C’est clair que si je vois que les élèves ont pris du retard en maths et en français, alors je vais mettre la priorité sur ces branches. Ce qui compte c’est ce qui est évalué. A quoi ça sert d’être bon en géographie et en histoire si en maths et en français, on en mène pas large ! La priorité est là (Sandrine) !

Les enseignants ressentent une énorme liberté pour planifier les heures des disciplines scolaires dans la semaine, dans l’année et cela pour plusieurs raisons.

Jules, débutant dans le métier, s’astreint à un respect plus soutenu de la prescription :.

Pour la répartition, il y a tant d'heures pour chaque discipline, au départ lorsque je fais mon planning, j'essaie de m'en tenir, en plus je dois le présenter à mon inspectrice, parce que je suis en période probatoire. Je crois qu'elle le fait non pour savoir le bon

nombre d'heures mais pour savoir quand elle me visite, pour que je ne sois pas à la piscine. Mais c'est vrai qu'en début d'année, elle contrôle ça.

(…) Mais des activités comme le dessin et la gym, c'est très rare que je laisse tomber. Si j'ai quelque chose à finir, ça peut être les maths que je laisse tomber.

(…) Je ne fais pas de sélection ou de hiérarchie entre les disciplines. C'est le moment, dans la situation qu'on décide (Jules).

Les enseignants ont donc une latitude importante pour planifier leur enseignement sur l’année, en termes d’organisation du travail scolaire, de regroupement des élèves, de partage de tâches entre collègues, entre pairs, etc.

Concernant la planification, Jules explique que la planification se fait aussi en équipe, mais aussi à partir des situations des élèves dans les savoirs. Jules rend compte de la latitude dans le travail de planification.

Tu es très libre par rapport à la planification.

(…) Si tu prends ton classeur d'objectifs-noyaux, les synonymes tu dois les faire une fois dans quatre ans, tu pourrais les faire en 6ème primaire.

(…) Après tu as un planning, mais il y a des semaines où ça change complètement en fonction de la réalité du moment.

(…) Tu commences quelque chose en maths et après tu vois que les élèves sont dedans et tu continues, tu ne casses pas l'activité, sinon ça reporte à la semaine d'après, voilà des fois tu fais des maths toute une après-midi. Il y a des fois tu ne peux pas faire ce que tu avais prévu.

(…) Lorsqu'il y a un décloisonnement, tu es obligé de le faire, tu as tout organisé, il y a des élèves qui arrivent et donc tu ne peux pas arrêter quand tu veux. (…)

La proposition de la planification, je ne l'utilise pas, j'ai fait une organisation avec ma collègue.
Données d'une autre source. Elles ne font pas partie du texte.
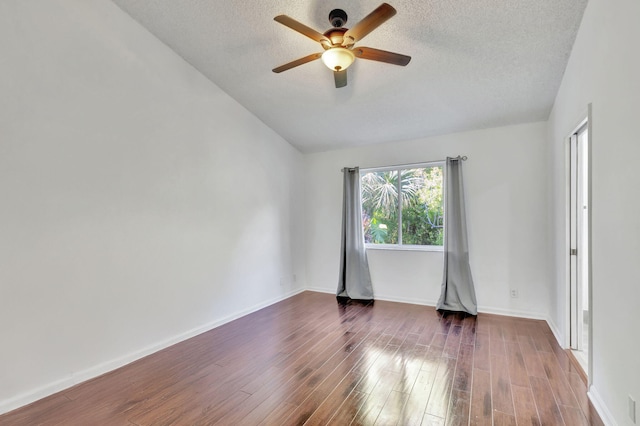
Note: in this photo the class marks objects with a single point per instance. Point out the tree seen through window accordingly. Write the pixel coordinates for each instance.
(403, 206)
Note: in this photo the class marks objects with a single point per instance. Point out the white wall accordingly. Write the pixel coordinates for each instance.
(604, 70)
(505, 184)
(139, 203)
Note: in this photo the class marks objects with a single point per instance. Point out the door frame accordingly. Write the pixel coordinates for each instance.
(587, 119)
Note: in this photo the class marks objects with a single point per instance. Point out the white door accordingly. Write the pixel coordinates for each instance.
(579, 243)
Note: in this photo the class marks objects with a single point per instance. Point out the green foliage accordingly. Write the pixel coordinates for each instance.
(420, 203)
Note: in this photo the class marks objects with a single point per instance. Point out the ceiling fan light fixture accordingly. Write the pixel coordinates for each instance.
(338, 58)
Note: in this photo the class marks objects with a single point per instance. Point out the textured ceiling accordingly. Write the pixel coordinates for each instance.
(475, 64)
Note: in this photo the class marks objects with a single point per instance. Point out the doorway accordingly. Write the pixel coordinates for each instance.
(579, 271)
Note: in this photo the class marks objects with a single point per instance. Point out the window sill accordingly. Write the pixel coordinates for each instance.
(395, 247)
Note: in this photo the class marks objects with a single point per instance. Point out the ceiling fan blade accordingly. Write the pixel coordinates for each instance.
(302, 29)
(368, 24)
(297, 62)
(340, 78)
(381, 56)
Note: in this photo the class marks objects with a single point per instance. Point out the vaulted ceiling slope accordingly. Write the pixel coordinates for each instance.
(475, 64)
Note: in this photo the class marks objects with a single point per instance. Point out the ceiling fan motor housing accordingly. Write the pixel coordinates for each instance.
(338, 18)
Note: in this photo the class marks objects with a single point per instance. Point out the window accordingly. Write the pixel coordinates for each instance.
(402, 207)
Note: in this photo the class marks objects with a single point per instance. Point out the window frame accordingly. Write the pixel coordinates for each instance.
(400, 246)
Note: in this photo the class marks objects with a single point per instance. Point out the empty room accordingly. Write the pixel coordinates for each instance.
(338, 212)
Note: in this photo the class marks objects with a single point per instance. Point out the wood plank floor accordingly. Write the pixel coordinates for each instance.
(310, 360)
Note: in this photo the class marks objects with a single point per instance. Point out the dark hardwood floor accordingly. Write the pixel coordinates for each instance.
(309, 360)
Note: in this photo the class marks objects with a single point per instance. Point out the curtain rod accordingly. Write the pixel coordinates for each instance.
(459, 157)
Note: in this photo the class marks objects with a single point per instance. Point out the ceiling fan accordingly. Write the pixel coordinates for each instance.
(338, 42)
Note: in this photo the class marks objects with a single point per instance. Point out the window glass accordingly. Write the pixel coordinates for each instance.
(403, 206)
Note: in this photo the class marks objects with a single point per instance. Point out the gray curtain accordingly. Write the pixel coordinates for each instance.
(354, 281)
(458, 293)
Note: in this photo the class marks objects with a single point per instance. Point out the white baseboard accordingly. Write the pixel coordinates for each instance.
(601, 407)
(95, 371)
(430, 302)
(556, 333)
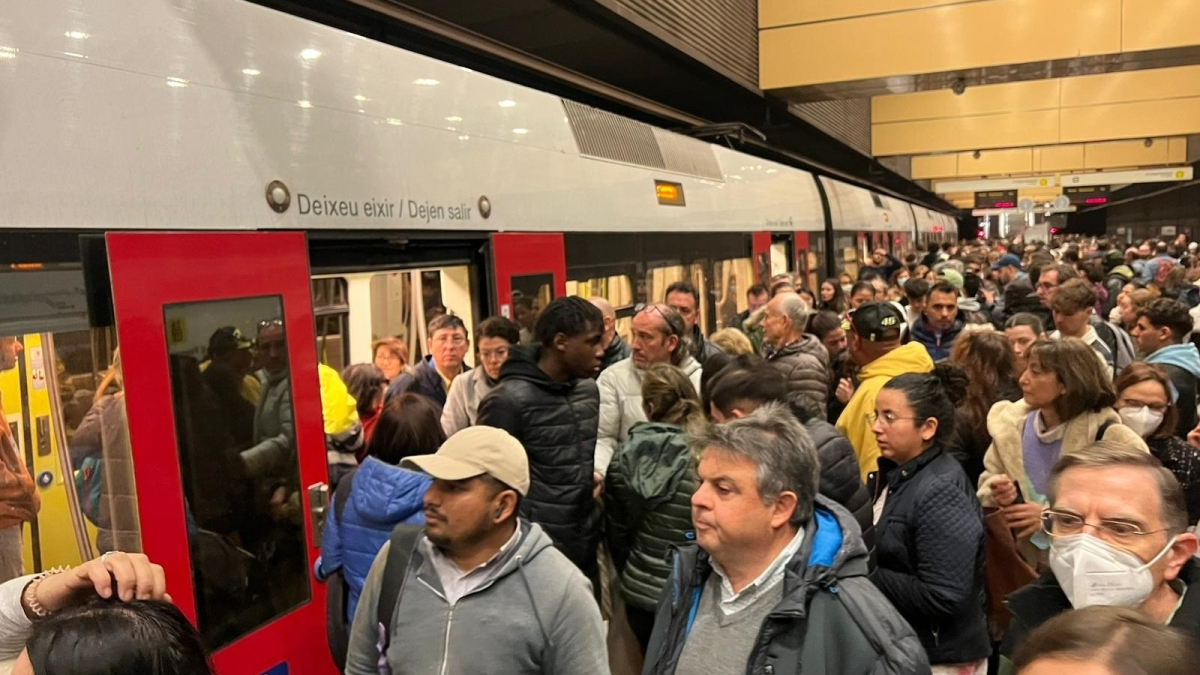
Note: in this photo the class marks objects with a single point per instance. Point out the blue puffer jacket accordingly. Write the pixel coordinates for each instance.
(382, 496)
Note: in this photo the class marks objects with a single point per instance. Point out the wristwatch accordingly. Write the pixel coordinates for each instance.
(34, 609)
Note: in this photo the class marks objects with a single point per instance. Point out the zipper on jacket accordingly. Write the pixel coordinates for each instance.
(445, 650)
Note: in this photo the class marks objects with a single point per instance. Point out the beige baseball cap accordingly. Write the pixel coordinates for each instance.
(478, 451)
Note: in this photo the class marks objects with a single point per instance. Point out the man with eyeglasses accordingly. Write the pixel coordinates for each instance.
(447, 346)
(495, 338)
(1119, 536)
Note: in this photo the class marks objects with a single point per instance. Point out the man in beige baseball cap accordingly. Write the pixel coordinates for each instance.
(519, 605)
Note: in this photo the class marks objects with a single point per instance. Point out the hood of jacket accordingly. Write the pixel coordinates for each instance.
(384, 494)
(522, 364)
(922, 333)
(907, 358)
(1185, 357)
(654, 459)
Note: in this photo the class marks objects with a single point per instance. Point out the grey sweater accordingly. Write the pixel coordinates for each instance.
(533, 615)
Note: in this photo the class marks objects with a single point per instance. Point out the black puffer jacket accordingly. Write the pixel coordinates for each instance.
(557, 424)
(648, 508)
(929, 551)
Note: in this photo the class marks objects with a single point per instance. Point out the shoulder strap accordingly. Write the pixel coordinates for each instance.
(342, 494)
(400, 553)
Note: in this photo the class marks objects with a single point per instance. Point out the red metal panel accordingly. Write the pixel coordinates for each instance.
(520, 254)
(154, 269)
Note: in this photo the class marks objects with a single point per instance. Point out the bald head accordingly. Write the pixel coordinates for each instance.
(610, 317)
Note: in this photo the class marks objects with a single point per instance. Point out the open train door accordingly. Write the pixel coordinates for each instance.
(228, 452)
(531, 270)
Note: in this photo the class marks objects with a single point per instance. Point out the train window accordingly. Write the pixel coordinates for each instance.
(618, 290)
(331, 312)
(66, 431)
(733, 279)
(238, 463)
(531, 293)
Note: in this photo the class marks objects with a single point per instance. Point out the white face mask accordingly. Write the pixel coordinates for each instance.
(1143, 420)
(1093, 572)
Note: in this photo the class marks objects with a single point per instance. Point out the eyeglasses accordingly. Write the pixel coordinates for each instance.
(1065, 524)
(887, 418)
Mais en maths, oui, je l'utilise. J'ai ma propre planification. C'est ma collègue avec qui je travaille qui m'a passé sa planification, elle a de l'expérience, elle connaît bien le programme 3P. Et elle a son truc de prêt et je me suis intégré dans son programme, c'est très clair, je sais qui fait quoi, ce que je dois faire, ce qu'elle fait (Jules).